I turned and asked her sotto voce how she was doing.

“I could leave,” she said with a broad grin. “Have you cashed in?”

“A hundred behind.”

“My hero.” She took my arm. “Let’s not go straight out to the car.” She steered me into a bar area, and ordered two Heinekens. We sat at the bar.

“You’re drinking beer?”

“Oh, yeah.” She touched the back of my hand with her little finger and opened her palm for a second. On it she’d written with eyeliner: WATCHED PICK U UP EXACT 5:17. “What time you have?”

I checked. “Quarter to five.”

“Good.” She launched into a long anecdote about her Aunt Betty going to Vegas, which I’d just heard. I made appropriate responses, ignoring my watch until she said she had to go to the “little girls’ room,” a phrase she never used.

I finished my beer and left a good tip and carried her bottle out with me. Sat and played poker machines until 5:11. Wandered toward the entrance, stopped to take a leak, and stepped out into the wall of dry heat at exactly 5:17. She pulled up and I got into the car and we rolled away.

I exhaled heavily. “So you were being watched?”

“Who knows. Probably just a casino cop; maybe they check you out when you flash a thousand-dollar bill. Maybe he was a gigolo, about to make a move. Or I might just be paranoid.”

“Paranoid is good.”

“I changed tables twice and he followed me like a shadow, not even trying to be subtle. Smiled at me all the time.”

“Maybe he was just interested in rich beautiful women.”

“Oh, stop it. If he wasn’t trying to scare me, he would have made some small talk. Not just stalking.”

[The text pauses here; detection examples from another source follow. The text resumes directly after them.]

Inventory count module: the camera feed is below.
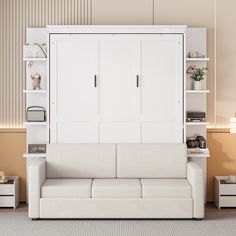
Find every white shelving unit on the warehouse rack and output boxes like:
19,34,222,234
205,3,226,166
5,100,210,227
22,28,49,201
186,28,210,199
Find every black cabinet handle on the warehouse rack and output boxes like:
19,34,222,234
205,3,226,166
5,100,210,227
94,75,97,88
136,75,139,88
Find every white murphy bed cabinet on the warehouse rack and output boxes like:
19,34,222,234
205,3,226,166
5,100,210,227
47,26,186,143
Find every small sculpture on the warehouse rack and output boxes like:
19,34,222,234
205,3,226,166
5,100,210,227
31,73,41,90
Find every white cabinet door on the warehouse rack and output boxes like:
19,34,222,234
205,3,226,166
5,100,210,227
141,35,184,143
99,35,141,143
50,35,99,143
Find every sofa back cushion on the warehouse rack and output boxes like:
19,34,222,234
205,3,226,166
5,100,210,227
47,144,116,178
117,143,187,178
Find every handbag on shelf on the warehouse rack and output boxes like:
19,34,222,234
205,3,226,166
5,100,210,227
23,43,47,58
26,106,46,122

“Think you got rid of him?”

“Went in the ladies’ room and straight out the other door, then out the exit and walked halfway around the building. He didn’t follow me out through the parking lot, for whatever that’s worth.” She checked her mirrors.

“Yeah, he could—”

“Hold on!” She crossed three lanes without signaling, gunned through a left-turn light as it turned red, and spun the car in a fast U-turn and accelerated through another yellow light, then braked sharply and pulled into a side road and parked.

I was still clinging to the seat. “That… that should do it.”

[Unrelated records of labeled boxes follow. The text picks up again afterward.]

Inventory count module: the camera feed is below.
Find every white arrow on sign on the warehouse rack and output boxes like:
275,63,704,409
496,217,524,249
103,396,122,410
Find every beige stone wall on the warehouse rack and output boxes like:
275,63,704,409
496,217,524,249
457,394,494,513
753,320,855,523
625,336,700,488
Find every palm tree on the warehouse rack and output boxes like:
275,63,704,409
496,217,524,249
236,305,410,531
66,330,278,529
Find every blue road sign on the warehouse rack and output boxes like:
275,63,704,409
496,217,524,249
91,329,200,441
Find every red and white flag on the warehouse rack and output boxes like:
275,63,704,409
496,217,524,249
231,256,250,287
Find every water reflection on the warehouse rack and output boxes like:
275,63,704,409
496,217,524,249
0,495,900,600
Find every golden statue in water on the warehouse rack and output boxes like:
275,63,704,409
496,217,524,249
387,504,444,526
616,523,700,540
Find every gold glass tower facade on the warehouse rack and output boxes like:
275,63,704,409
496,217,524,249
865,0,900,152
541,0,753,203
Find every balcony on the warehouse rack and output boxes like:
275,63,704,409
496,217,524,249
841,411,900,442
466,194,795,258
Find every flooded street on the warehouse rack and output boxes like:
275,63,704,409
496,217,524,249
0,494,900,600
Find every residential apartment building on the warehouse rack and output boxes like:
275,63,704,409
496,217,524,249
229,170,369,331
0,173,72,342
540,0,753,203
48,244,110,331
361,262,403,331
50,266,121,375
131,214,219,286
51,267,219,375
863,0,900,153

She mopped her face with a balled-up tissue. “Whatever ‘it’ is.” She turned on the radio and tapped the search bar until she got some classical music, and turned it up to maximum volume.

She leaned against my shoulder and whispered in my ear: “What now?”

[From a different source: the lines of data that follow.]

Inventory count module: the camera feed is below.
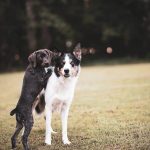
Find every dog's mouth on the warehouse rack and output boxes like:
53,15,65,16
64,74,70,78
42,63,49,67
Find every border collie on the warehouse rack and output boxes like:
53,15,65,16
10,49,53,150
35,44,81,145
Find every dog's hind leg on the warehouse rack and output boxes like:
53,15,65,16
45,105,52,145
11,121,23,149
22,112,34,150
61,105,71,145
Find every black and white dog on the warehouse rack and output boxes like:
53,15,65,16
36,44,81,145
10,49,53,150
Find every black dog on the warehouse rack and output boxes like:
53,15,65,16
10,49,53,150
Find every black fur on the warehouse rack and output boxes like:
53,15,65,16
10,49,52,150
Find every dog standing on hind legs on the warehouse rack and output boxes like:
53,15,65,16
10,49,53,150
35,44,81,145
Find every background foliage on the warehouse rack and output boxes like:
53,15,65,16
0,0,150,70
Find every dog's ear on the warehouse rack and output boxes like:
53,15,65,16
28,52,37,68
73,43,82,60
44,49,53,58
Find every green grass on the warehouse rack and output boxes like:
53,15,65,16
0,63,150,150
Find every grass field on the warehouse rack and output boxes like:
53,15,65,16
0,63,150,150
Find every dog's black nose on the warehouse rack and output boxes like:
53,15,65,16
64,69,69,74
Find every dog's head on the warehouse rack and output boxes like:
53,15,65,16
55,44,81,78
28,49,53,68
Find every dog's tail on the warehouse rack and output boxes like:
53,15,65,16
10,108,17,116
35,93,45,114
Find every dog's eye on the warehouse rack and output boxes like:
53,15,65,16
41,53,46,58
70,61,75,67
61,61,65,65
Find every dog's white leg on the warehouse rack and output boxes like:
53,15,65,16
45,105,52,145
61,105,71,144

I turned on the car’s dash map and tapped it till it showed all of Illinois and part of Indiana. I touched the border town Oak Grove and raised eyebrows at her. She nodded and put it into gear.

I took a page out of her paper notebook and printed big capital letters as she drove along.

WORST CASE: THERE’S A NANODEVICE IN OUR CLOTHES OR ON OUR SKIN OR HAIR. MY CLOTHES ARE NEW AND RANDOM. ARE YOURS? She shook her head.

Another page. ASSUME THE CAR IS BUGGED. WE’LL LEAVE IT AT A MOTEL W/A NOTE TO THE OWNER & SOME CASH. Another page. WALK TO THE BUS STATION & GET A TICKET TO NOWHERE. Another page. LIE LOW FOR A YEAR & WATCH THE NEWS.

Meanwhile, we talked about music, art, and science. She liked Mozart, Monet, and math. I was more like Van Halen, Vermeer, and voodoo. But we already knew all that about each other.

For some reason—perhaps not to avoid the obvious—she asked me about the desert, about being a sniper. “You said it bothered you less when you were actually doing it.”

“Well, yeah,” I said. “Partly it’s tit for tat; they’re shooting at you, so you shoot back.

“But it wasn’t like an even exchange. I was only seriously shot at twice before the one that got me. I mean, they sometimes mortared us at night and all, but that’s just weather. Most of the first six months I was there, the death rate was higher for troops stateside, like drunk driving. I was a mile away from the people I was shooting at, and they usually had Marines fucking with them a lot closer.

“It was like that woman said in the book about killing. Without the scope, you could hardly see the targets at all. You squeeze the trigger, bang, the guy falls over three seconds later. If you get your sight picture back you might see him go down.”

“You had a spotter watching with a more powerful telescope?”

“Usually. Sometimes we just did targets of opportunity, fuck with them long-distance. Even if you miss, it’s not by much. ’Course they do it back. That’s how I got hit, I think.”